« Pour concevoir une agence de sécurité de l’IA, il faut penser, et surtout prévoir, son impact sur les comportements humains »

« Pour concevoir une agence de sécurité de l’IA, il faut penser, et surtout prévoir, son impact sur les comportements humains »


Alors que se met en place la réglementation européenne des services et marchés numériques, le Parlement européen s’est penché cet été sur la régulation de l’intelligence artificielle (IA), fondée sur une échelle des risques de chaque algorithme ou système. Ces projets s’inscrivent dans un contexte international où Etats, organisations et institutions tâchent de développer des cadres d’analyse permettant de telles régulations.

En parallèle, de nombreux acteurs, principalement académiques ou associatifs, appellent à la création d’agences nationales chargées de la sécurité algorithmique. La plupart de ces propositions reposent sur un équivalent de l’Agence française du médicament ou de la Food & Drug Administration aux Etats-Unis, qui contrôlerait a priori la dangerosité d’un algorithme ou système d’IA et autoriserait sa mise sur le marché.

Malheureusement, de telles propositions se leurrent quant à leur impact effectif. En effet, bien que toute étude préalable des risques et des impacts prévisibles soit bienvenue, elle ne servira en réalité pas à grand-chose si une surveillance et un contrôle en continu ne sont pas instaurés. L’erreur que font ces analystes et experts tient à ce qu’ils pensent l’algorithme comme un objet informatique ou mathématique issu des sciences exactes, qui produirait toujours des effets identiques, d’où l’analogie avec le médicament : si ses effets peuvent fluctuer d’un individu à l’autre, l’action biologique de l’aspirine n’a pas varié depuis sa découverte.

Mais le corps social est, quant à lui, toujours en évolution. Il faut donc en réalité interpréter l’algorithme comme un phénomène comportemental, voué à générer, lors de sa diffusion et de son appropriation par les utilisateurs, des interactions et donc des risques, qui pourraient sembler a priori imprévisibles. Qui, en effet, avait envisagé, lors de la création de Facebook comme un réseau d’anciens élèves, que ce type de plate-forme pourrait faciliter des phénomènes politiques aussi divers que les « printemps arabes » ou les révolutions de couleur dans l’ex-URSS, l’apparition du Tea Party et l’émergence de Donald Trump ou de Qanon ?

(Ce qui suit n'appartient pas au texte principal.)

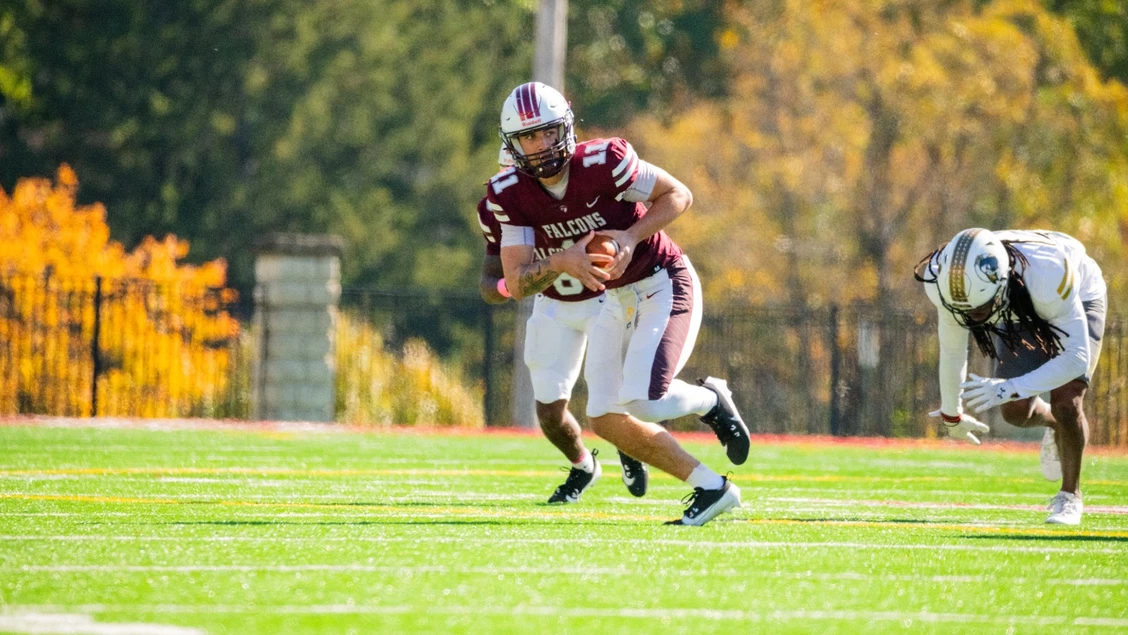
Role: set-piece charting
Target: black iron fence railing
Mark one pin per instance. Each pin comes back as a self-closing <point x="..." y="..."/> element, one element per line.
<point x="120" y="347"/>
<point x="839" y="371"/>
<point x="138" y="349"/>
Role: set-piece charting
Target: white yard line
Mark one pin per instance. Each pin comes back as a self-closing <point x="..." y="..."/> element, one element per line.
<point x="582" y="541"/>
<point x="64" y="624"/>
<point x="906" y="618"/>
<point x="853" y="576"/>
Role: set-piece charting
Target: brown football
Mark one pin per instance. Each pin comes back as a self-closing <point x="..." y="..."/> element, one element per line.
<point x="604" y="245"/>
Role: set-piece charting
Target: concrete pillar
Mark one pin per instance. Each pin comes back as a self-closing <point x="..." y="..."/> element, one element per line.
<point x="297" y="290"/>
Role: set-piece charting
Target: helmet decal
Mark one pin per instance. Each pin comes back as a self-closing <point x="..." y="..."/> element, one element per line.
<point x="987" y="267"/>
<point x="959" y="265"/>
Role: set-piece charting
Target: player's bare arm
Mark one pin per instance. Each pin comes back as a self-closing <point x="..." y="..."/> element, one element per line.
<point x="527" y="275"/>
<point x="669" y="199"/>
<point x="491" y="273"/>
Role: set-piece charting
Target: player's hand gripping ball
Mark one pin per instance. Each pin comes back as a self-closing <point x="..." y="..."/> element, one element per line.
<point x="605" y="246"/>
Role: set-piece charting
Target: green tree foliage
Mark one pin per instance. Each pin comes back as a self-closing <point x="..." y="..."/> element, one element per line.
<point x="861" y="134"/>
<point x="219" y="120"/>
<point x="627" y="56"/>
<point x="1102" y="28"/>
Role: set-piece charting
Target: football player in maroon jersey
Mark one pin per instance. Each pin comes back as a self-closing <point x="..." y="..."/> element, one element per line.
<point x="551" y="204"/>
<point x="555" y="337"/>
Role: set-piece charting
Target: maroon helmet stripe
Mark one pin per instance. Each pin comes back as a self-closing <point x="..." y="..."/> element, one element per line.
<point x="534" y="103"/>
<point x="523" y="103"/>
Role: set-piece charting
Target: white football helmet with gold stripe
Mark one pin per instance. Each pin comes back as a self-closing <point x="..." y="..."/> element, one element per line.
<point x="971" y="276"/>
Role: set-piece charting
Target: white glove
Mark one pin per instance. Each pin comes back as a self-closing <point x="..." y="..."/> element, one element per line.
<point x="985" y="393"/>
<point x="967" y="426"/>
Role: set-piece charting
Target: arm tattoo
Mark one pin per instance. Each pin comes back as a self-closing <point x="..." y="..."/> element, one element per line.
<point x="535" y="278"/>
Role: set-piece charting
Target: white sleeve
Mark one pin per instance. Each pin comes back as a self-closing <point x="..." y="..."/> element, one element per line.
<point x="513" y="236"/>
<point x="643" y="185"/>
<point x="953" y="355"/>
<point x="1073" y="362"/>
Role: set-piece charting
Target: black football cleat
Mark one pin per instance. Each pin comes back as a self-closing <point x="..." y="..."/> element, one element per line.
<point x="706" y="504"/>
<point x="725" y="421"/>
<point x="635" y="475"/>
<point x="576" y="484"/>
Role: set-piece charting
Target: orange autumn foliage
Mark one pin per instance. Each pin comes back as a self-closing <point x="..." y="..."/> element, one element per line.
<point x="164" y="333"/>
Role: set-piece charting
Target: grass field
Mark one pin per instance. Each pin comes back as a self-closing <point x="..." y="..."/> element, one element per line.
<point x="258" y="529"/>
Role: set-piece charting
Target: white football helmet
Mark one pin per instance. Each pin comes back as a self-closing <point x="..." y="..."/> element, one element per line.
<point x="531" y="107"/>
<point x="504" y="158"/>
<point x="971" y="276"/>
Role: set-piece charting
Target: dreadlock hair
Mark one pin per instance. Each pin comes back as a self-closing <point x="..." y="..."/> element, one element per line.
<point x="1016" y="317"/>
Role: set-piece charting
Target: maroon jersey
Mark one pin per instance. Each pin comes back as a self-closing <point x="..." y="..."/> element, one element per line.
<point x="565" y="288"/>
<point x="600" y="173"/>
<point x="491" y="229"/>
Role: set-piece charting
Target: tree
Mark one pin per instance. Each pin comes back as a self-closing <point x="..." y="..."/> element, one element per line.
<point x="219" y="120"/>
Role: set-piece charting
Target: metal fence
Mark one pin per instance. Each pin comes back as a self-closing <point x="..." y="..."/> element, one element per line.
<point x="126" y="347"/>
<point x="835" y="370"/>
<point x="119" y="347"/>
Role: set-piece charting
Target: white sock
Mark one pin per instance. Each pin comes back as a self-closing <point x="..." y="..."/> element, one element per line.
<point x="680" y="399"/>
<point x="587" y="462"/>
<point x="705" y="478"/>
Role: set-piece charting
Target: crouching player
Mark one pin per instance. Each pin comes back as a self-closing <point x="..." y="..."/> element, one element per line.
<point x="1036" y="302"/>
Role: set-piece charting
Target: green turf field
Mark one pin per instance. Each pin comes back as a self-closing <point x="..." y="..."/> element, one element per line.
<point x="255" y="530"/>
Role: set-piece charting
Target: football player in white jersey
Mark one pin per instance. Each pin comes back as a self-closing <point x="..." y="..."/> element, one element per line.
<point x="1034" y="302"/>
<point x="555" y="337"/>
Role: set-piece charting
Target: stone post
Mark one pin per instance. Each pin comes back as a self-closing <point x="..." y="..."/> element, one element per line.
<point x="297" y="290"/>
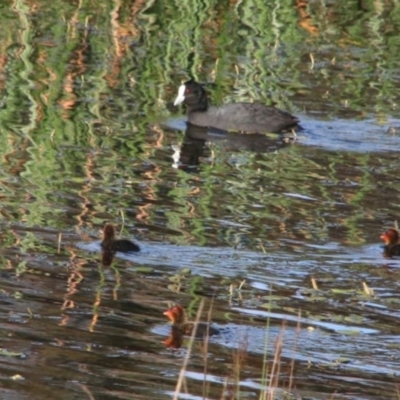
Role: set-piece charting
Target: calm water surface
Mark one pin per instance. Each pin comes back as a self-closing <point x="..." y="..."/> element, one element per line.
<point x="89" y="135"/>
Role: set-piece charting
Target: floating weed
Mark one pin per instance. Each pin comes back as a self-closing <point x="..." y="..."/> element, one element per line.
<point x="6" y="353"/>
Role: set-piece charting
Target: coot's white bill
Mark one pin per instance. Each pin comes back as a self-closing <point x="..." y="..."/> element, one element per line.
<point x="181" y="95"/>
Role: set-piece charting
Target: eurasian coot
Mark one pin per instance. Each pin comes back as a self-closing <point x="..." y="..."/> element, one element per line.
<point x="242" y="117"/>
<point x="177" y="316"/>
<point x="110" y="244"/>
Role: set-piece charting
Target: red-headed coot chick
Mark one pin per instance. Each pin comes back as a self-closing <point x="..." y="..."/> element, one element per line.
<point x="240" y="117"/>
<point x="109" y="243"/>
<point x="177" y="316"/>
<point x="392" y="243"/>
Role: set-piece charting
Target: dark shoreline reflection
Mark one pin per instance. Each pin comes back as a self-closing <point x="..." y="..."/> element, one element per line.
<point x="194" y="147"/>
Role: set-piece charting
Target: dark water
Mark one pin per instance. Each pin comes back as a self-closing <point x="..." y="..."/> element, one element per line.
<point x="89" y="135"/>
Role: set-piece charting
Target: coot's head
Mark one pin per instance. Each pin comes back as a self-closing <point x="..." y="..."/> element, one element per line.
<point x="390" y="237"/>
<point x="193" y="95"/>
<point x="176" y="314"/>
<point x="108" y="232"/>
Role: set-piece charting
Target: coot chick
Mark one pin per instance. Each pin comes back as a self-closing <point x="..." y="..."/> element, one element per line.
<point x="392" y="242"/>
<point x="243" y="117"/>
<point x="181" y="324"/>
<point x="110" y="244"/>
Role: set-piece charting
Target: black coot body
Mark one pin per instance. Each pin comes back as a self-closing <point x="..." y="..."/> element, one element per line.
<point x="242" y="117"/>
<point x="111" y="244"/>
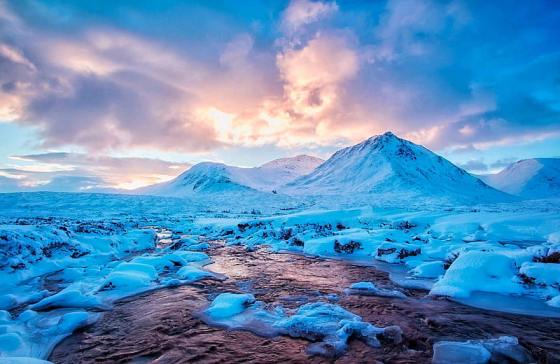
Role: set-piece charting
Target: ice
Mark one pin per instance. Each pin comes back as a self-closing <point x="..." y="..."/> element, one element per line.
<point x="33" y="334"/>
<point x="329" y="326"/>
<point x="428" y="270"/>
<point x="23" y="360"/>
<point x="168" y="261"/>
<point x="479" y="271"/>
<point x="542" y="273"/>
<point x="72" y="296"/>
<point x="554" y="302"/>
<point x="190" y="256"/>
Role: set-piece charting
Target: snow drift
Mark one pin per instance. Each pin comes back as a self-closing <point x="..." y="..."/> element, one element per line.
<point x="529" y="178"/>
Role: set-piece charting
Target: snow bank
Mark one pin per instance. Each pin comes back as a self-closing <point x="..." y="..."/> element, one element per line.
<point x="329" y="326"/>
<point x="77" y="296"/>
<point x="479" y="271"/>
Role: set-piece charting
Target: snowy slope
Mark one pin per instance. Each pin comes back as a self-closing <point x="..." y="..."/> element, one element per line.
<point x="388" y="164"/>
<point x="210" y="177"/>
<point x="529" y="178"/>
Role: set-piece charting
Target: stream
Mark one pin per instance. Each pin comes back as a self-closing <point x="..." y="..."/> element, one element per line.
<point x="162" y="326"/>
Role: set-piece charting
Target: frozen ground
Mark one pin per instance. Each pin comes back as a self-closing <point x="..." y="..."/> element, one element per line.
<point x="66" y="259"/>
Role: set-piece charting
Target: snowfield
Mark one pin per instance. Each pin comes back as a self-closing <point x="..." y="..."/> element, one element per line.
<point x="59" y="272"/>
<point x="67" y="258"/>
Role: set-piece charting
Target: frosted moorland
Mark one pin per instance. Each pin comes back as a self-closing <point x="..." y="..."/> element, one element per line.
<point x="384" y="203"/>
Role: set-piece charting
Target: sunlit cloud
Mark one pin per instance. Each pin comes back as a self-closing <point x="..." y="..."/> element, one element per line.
<point x="313" y="74"/>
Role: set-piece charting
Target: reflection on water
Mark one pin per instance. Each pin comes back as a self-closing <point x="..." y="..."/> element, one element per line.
<point x="162" y="326"/>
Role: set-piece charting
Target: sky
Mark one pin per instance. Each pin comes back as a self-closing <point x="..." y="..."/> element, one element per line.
<point x="96" y="95"/>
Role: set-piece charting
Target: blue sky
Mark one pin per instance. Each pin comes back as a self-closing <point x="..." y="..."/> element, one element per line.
<point x="89" y="87"/>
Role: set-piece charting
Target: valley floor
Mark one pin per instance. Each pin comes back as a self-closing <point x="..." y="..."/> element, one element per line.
<point x="122" y="278"/>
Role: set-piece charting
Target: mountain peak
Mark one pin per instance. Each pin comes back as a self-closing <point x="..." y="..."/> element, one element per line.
<point x="386" y="163"/>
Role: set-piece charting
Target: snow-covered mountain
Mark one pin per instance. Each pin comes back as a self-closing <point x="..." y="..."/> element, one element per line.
<point x="529" y="178"/>
<point x="211" y="177"/>
<point x="388" y="164"/>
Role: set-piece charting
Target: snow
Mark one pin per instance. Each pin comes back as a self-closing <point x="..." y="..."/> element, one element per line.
<point x="73" y="296"/>
<point x="529" y="178"/>
<point x="505" y="349"/>
<point x="328" y="326"/>
<point x="479" y="271"/>
<point x="208" y="177"/>
<point x="388" y="164"/>
<point x="385" y="203"/>
<point x="23" y="360"/>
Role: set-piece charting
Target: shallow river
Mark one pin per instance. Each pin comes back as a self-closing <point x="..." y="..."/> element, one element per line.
<point x="162" y="326"/>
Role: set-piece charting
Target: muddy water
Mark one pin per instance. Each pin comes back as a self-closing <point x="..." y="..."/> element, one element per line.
<point x="162" y="326"/>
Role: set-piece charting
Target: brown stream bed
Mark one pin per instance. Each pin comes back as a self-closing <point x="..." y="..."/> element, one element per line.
<point x="162" y="326"/>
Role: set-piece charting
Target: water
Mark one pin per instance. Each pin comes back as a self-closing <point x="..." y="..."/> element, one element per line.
<point x="163" y="326"/>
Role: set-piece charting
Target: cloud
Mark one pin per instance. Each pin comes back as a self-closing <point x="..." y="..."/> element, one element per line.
<point x="42" y="171"/>
<point x="429" y="70"/>
<point x="314" y="73"/>
<point x="302" y="12"/>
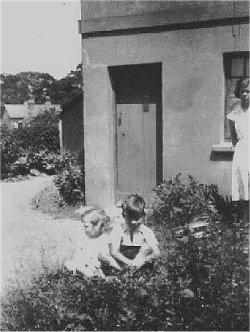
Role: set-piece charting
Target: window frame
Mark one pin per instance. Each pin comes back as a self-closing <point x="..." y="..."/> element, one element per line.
<point x="227" y="64"/>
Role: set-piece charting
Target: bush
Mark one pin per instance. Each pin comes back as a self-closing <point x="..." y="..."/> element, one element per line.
<point x="201" y="285"/>
<point x="177" y="202"/>
<point x="70" y="181"/>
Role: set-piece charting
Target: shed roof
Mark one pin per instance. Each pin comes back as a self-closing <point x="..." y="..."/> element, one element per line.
<point x="16" y="111"/>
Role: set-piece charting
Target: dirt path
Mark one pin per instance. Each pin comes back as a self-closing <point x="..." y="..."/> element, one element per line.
<point x="31" y="240"/>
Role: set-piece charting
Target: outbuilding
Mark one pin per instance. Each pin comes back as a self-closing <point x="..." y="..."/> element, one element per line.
<point x="159" y="78"/>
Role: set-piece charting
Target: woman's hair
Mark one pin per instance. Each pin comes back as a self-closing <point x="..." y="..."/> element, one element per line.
<point x="133" y="207"/>
<point x="241" y="84"/>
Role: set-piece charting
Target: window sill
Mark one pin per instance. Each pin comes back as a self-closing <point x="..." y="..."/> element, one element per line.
<point x="223" y="147"/>
<point x="222" y="152"/>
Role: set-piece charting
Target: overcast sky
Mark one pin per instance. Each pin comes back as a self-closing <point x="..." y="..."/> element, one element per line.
<point x="40" y="36"/>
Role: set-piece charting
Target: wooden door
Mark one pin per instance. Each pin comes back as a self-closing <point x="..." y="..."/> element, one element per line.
<point x="136" y="148"/>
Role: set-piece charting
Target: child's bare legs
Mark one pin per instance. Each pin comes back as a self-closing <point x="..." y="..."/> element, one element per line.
<point x="245" y="207"/>
<point x="144" y="256"/>
<point x="104" y="257"/>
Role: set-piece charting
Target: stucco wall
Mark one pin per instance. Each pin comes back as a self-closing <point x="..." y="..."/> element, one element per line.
<point x="192" y="97"/>
<point x="72" y="128"/>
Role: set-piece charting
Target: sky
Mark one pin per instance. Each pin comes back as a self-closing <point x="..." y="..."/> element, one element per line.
<point x="40" y="36"/>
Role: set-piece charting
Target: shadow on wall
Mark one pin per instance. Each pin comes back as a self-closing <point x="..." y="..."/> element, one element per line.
<point x="180" y="97"/>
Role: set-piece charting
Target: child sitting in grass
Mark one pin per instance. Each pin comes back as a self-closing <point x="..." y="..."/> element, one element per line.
<point x="93" y="247"/>
<point x="131" y="242"/>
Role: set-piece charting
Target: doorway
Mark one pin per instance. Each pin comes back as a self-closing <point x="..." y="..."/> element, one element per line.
<point x="138" y="119"/>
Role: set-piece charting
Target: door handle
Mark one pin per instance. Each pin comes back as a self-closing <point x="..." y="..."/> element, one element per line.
<point x="120" y="120"/>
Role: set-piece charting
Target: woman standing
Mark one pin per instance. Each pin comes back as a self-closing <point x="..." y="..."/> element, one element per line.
<point x="239" y="125"/>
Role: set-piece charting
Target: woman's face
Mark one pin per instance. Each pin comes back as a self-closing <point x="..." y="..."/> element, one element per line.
<point x="245" y="96"/>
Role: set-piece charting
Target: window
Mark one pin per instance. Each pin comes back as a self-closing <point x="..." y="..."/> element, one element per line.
<point x="236" y="65"/>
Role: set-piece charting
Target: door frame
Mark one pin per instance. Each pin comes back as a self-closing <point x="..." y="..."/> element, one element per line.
<point x="159" y="123"/>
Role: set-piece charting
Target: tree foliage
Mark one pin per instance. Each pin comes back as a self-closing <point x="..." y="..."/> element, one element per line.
<point x="16" y="89"/>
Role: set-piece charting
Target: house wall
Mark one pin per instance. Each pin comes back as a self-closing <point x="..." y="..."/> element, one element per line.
<point x="72" y="128"/>
<point x="192" y="102"/>
<point x="5" y="121"/>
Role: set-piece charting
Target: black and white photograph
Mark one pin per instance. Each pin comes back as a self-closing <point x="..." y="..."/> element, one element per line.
<point x="125" y="165"/>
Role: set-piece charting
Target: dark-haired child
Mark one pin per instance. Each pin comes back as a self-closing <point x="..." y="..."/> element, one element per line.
<point x="131" y="242"/>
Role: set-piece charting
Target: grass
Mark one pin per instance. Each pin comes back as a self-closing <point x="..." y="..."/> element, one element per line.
<point x="50" y="202"/>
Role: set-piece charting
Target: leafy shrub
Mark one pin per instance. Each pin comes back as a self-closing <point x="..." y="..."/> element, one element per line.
<point x="38" y="141"/>
<point x="177" y="202"/>
<point x="70" y="181"/>
<point x="201" y="285"/>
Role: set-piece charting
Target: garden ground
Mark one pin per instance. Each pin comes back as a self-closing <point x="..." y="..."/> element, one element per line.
<point x="30" y="239"/>
<point x="200" y="283"/>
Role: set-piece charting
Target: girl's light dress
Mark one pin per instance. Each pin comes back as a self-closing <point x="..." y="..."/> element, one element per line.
<point x="240" y="164"/>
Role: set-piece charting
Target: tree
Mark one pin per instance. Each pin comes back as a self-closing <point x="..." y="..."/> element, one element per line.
<point x="16" y="89"/>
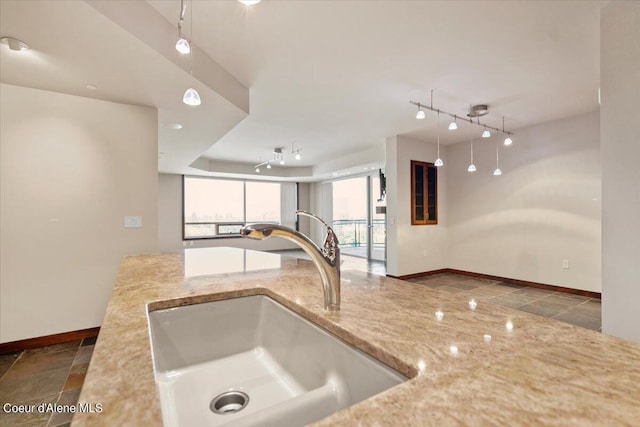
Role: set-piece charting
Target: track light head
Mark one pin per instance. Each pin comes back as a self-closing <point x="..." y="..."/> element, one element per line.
<point x="191" y="97"/>
<point x="14" y="44"/>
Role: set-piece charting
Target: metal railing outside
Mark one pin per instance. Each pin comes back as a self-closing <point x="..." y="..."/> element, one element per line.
<point x="354" y="232"/>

Recette nouvelle pour objectif ancien

Pour concevoir une agence de sécurité des algorithmes et de l’IA, il faut donc penser – et surtout prévoir – l’impact sur les comportements humains et les perceptions que ceux-ci en ont, les effets d’interactions dynamiques et de réseau. L’algorithme n’est en effet qu’une recette nouvelle pour un objectif bien ancien : le principe même de toute politique publique est d’influencer les comportements des individus. L’histoire est en ce sens parsemée de nos échecs.